On Friday a man from Lake Forest, Ill., reported the recovery of the first pieces of a large, disintegrating meteor that lit up the night sky Wednesday.

Professional meteorite hunters and dealers have been descending on an area outside Livingston, a Wisconsin village of about 600.

That’s where Terry Boudreaux, a private meteorite collector, found two neighboring farmers who each said they had found a small meteorite.

Boudreaux, 49, is a retired healthcare executive who has a large meteorite collection. He often shares it with the Field Museum’s Pritzker Center for Meteoritics and Polar Studies, said Paul Sipiera, a curator at the center.

Sipiera said that, luckily for meteorite hunters, it is plowing time -- if larger meteorites were buried by the force of impact into fields, they will be exposed as farmers turn the soil.

Sipiera is president of the Planetary Studies Foundation, which buys meteorites for collection at the Field Museum in Chicago.

Sipiera’s wife, Diane, has been screening calls to the foundation from potential hunters. She said she had heard from people as far away as England.

A meteorite is a surviving fragment of a disintegrating, fiery meteor as it plunges through Earth’s atmosphere.

Wednesday’s meteor fireball, also known as a bolide, burst across the sky over Missouri, Iowa, Minnesota, Illinois and Wisconsin shortly after 10 p.m.
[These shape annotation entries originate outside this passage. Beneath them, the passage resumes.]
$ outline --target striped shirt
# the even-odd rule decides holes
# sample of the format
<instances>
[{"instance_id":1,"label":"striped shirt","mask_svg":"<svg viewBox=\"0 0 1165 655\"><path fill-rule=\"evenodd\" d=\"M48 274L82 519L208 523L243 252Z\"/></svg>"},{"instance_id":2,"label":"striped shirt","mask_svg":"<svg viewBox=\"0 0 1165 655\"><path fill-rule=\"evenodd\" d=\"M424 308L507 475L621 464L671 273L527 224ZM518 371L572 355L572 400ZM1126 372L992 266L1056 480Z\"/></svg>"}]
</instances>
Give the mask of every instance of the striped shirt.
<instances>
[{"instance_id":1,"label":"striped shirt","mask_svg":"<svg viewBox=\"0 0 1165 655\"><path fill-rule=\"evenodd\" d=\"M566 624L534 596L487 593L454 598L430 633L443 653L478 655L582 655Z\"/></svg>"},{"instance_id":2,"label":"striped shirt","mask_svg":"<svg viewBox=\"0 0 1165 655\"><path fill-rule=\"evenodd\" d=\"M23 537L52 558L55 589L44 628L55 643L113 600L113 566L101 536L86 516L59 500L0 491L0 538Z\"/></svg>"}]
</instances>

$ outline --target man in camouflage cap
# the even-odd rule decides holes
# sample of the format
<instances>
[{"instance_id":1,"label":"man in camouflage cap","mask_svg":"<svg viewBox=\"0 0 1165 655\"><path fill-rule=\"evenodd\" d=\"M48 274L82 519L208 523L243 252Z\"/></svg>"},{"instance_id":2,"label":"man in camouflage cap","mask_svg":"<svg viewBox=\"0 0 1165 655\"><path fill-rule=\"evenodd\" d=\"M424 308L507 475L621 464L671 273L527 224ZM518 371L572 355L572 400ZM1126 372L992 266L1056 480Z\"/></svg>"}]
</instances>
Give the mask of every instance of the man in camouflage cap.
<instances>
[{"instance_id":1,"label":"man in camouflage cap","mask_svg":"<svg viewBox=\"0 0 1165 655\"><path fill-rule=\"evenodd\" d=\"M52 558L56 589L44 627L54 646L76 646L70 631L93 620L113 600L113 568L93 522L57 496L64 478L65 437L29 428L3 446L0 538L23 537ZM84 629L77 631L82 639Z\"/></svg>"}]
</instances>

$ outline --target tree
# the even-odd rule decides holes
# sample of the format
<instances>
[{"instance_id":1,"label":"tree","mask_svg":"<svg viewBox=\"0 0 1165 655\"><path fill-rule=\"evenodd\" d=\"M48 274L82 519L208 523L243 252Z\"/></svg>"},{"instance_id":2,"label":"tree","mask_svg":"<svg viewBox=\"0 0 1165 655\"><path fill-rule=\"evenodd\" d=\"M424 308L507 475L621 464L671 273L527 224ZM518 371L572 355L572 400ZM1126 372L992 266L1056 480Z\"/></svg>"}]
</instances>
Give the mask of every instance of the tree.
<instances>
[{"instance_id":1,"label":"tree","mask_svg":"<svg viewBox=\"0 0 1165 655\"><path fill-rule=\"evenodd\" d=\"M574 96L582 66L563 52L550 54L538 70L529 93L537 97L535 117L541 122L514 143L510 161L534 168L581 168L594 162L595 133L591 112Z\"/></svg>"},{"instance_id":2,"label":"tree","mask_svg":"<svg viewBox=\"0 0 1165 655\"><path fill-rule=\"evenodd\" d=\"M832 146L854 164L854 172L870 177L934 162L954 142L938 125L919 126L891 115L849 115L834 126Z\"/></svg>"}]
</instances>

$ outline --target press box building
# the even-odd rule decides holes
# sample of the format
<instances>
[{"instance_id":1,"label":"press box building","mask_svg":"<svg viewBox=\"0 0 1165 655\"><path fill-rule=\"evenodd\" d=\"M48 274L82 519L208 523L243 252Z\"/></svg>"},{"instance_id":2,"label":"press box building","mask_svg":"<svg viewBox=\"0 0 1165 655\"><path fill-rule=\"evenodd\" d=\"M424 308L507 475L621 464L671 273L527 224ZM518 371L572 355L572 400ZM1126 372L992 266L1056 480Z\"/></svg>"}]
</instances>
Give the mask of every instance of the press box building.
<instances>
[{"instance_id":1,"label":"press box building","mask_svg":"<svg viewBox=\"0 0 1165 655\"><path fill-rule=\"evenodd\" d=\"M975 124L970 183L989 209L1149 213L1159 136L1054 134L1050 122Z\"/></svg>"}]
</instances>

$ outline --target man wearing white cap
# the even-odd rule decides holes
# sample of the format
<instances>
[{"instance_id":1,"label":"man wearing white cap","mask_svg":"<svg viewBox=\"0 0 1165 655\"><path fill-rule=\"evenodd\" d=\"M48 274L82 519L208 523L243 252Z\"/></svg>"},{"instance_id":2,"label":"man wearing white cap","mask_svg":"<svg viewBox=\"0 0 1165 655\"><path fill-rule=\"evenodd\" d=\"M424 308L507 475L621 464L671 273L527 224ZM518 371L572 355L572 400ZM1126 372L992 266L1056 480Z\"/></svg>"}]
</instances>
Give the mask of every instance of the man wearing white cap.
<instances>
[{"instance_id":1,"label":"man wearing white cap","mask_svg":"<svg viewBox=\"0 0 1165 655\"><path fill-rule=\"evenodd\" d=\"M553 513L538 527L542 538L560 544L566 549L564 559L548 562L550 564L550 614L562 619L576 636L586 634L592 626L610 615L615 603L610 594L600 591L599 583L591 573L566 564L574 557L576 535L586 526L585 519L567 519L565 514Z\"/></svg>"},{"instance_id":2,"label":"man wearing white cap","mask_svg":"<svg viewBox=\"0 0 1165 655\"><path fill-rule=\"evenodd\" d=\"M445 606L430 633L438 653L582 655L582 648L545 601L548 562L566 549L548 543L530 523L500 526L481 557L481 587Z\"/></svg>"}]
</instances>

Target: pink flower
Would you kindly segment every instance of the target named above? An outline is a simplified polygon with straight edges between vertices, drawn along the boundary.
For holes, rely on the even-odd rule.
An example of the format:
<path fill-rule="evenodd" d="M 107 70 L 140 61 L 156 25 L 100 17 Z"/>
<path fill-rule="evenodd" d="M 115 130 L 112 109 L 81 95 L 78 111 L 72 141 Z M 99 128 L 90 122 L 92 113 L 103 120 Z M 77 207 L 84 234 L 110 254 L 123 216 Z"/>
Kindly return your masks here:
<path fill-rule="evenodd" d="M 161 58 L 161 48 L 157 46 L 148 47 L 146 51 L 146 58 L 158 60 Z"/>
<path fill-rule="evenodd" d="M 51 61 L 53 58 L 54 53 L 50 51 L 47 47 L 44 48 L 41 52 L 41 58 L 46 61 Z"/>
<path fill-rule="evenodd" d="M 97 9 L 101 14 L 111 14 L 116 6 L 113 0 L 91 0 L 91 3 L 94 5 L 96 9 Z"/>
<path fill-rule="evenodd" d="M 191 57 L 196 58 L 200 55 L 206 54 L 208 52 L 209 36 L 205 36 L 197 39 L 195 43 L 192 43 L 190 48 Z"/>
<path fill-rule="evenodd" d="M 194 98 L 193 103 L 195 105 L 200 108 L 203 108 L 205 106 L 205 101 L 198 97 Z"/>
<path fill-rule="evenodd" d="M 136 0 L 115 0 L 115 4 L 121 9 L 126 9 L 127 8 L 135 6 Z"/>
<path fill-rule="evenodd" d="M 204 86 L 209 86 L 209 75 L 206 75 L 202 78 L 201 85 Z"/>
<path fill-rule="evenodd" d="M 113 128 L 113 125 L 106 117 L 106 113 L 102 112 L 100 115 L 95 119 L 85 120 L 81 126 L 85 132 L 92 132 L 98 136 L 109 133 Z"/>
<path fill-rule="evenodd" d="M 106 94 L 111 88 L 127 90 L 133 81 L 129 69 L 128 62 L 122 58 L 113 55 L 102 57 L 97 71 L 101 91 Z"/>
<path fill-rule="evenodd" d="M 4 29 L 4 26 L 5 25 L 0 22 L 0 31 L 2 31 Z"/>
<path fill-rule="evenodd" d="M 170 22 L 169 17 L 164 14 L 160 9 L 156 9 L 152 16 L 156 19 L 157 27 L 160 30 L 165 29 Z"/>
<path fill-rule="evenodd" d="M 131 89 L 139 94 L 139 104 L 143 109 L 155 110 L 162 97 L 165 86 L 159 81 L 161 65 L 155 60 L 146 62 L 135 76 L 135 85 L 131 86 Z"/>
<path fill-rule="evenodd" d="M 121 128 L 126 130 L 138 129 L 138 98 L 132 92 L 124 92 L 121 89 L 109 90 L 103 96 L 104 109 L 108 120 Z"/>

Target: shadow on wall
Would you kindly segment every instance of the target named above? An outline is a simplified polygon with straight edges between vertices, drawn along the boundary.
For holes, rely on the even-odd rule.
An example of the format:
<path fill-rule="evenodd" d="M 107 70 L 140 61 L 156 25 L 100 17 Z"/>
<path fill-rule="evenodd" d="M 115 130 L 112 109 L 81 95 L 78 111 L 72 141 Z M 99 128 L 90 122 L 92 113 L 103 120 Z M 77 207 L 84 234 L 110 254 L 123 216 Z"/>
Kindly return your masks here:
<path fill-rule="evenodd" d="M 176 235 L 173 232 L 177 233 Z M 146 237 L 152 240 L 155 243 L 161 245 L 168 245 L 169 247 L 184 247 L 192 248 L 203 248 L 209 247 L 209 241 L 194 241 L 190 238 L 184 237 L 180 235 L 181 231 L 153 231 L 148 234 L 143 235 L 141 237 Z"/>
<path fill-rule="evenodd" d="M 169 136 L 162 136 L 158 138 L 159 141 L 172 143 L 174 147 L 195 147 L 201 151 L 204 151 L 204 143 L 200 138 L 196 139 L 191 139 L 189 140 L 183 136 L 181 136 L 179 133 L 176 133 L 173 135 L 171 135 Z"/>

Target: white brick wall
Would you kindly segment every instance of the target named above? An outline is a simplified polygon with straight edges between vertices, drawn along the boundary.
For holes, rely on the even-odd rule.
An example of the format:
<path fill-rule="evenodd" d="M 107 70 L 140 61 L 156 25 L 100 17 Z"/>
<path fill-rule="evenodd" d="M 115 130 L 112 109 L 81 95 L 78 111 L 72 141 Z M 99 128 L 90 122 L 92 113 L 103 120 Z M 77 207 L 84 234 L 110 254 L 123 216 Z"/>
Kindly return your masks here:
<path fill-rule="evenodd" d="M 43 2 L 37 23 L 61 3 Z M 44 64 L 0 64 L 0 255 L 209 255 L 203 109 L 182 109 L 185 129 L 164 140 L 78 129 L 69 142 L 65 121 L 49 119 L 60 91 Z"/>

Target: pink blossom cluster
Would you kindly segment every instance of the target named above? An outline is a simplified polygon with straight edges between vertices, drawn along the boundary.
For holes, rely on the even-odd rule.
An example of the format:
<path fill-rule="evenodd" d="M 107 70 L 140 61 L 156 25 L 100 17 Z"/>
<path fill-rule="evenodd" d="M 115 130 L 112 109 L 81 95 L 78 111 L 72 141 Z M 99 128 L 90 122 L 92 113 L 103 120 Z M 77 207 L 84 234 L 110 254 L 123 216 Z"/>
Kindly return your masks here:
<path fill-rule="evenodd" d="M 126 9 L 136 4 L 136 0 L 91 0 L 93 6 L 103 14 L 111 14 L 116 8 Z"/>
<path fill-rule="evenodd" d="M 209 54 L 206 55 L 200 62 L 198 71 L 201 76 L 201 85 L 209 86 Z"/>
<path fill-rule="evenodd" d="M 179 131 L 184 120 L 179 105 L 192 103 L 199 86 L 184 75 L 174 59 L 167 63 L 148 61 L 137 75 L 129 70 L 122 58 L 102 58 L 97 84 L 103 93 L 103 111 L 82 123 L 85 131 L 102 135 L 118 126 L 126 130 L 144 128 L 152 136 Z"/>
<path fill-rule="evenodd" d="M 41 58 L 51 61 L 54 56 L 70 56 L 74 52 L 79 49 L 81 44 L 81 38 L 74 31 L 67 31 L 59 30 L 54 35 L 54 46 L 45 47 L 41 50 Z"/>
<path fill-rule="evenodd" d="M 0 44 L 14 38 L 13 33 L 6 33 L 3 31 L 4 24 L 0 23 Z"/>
On a farm outside Dixon, Ill., Becky Hoffman thought it was a transformer blowing up. In Iowa, state Trooper Tim Beckman mistook it for a flash of lightning, except then it roared across the sky.

Boudreaux said a friend alerted him to news of the fireball Wednesday night. He took his sons, Christopher, 17, and Evan, 13, out of school Thursday to drive to Wisconsin.

Boudreaux and his sons hadn’t found anything when they stopped to talk to a farmer.

According to Boudreaux, the farmer said, “You see those chairs over there?” pointing to yard chairs by his driveway. “About 10:10 last night I was sitting there having a beer with a buddy, and the sky exploded over my head. The entire sky was like daylight.

“About 20 seconds later a rock hit the roof of the shed next to me. We got a flashlight, looked around and found it,” he told Boudreaux.

The farmer, whom Boudreaux declined to identify, said his friend had a relative who works at the University of Wisconsin, and the university geology department had confirmed it was a 30-gram meteorite.

As they talked, the farmer’s neighbor drove up and asked Boudreaux to look at another rock, he said, but it was a chunk of asphalt.

A few hours later, the second farmer drove up again.

“Hey, Terry, I found a meteorite,” Boudreaux said the second farmer told him, and he was right this time.

He had found it beside his garden hose.